Ni oscuridad global ni “noche total”: desmontando rumores
En redes sociales se han difundido mensajes asegurando que la Tierra quedará sumida en oscuridad absoluta y que el evento afectará al planeta entero. El medio especializado Space.com aclara que esto es completamente falso. Únicamente quienes se encuentren dentro de la franja de totalidad experimentarán el oscurecimiento completo, y aun así, el efecto no será equivalente a una noche, sino a un crepúsculo circular que rodea el horizonte.
Es un momento donde la luz baja drásticamente, la temperatura cae unos grados y los animales se desorientan por unos instantes, pero no constituye un apagón mundial ni tiene implicaciones catastróficas.
La memoria del eclipse de 1991 en Costa Rica
Para los costarricenses, este anuncio revive recuerdos del histórico 11 de julio de 1991, cuando el país se cubrió de sombra por casi siete minutos. Fue un evento único para toda una generación: Guanacaste, el golfo de Nicoya y la franja costera del Pacífico fueron escenarios donde miles de personas observaron cómo el día se transformaba en un atardecer profundo y súbito.
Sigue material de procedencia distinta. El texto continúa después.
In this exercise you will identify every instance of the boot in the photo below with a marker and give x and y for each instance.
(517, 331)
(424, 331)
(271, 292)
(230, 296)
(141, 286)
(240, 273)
Aquella experiencia dejó una huella cultural y científica que todavía se comenta en escuelas, universidades y familias. Desde entonces, Costa Rica no ha vuelto a estar en la ruta central de un eclipse total de sol.
Lo que viene
Aunque el eclipse del 2027 no será visible en su totalidad desde nuestro país, su relevancia global y su magnitud lo convierten en uno de los eventos astronómicos más importantes del siglo. Para quienes deseen vivirlo de primera mano, destinos como Tarifa, Túnez o Luxor se perfilan como los principales puntos de observación.
Mientras llega esa fecha, el fenómeno sigue capturando la atención de científicos y aficionados, recordándonos que incluso en una era saturada de tecnología, pocos espectáculos resultan tan sobrecogedores como ver al Sol desaparecer en pleno día.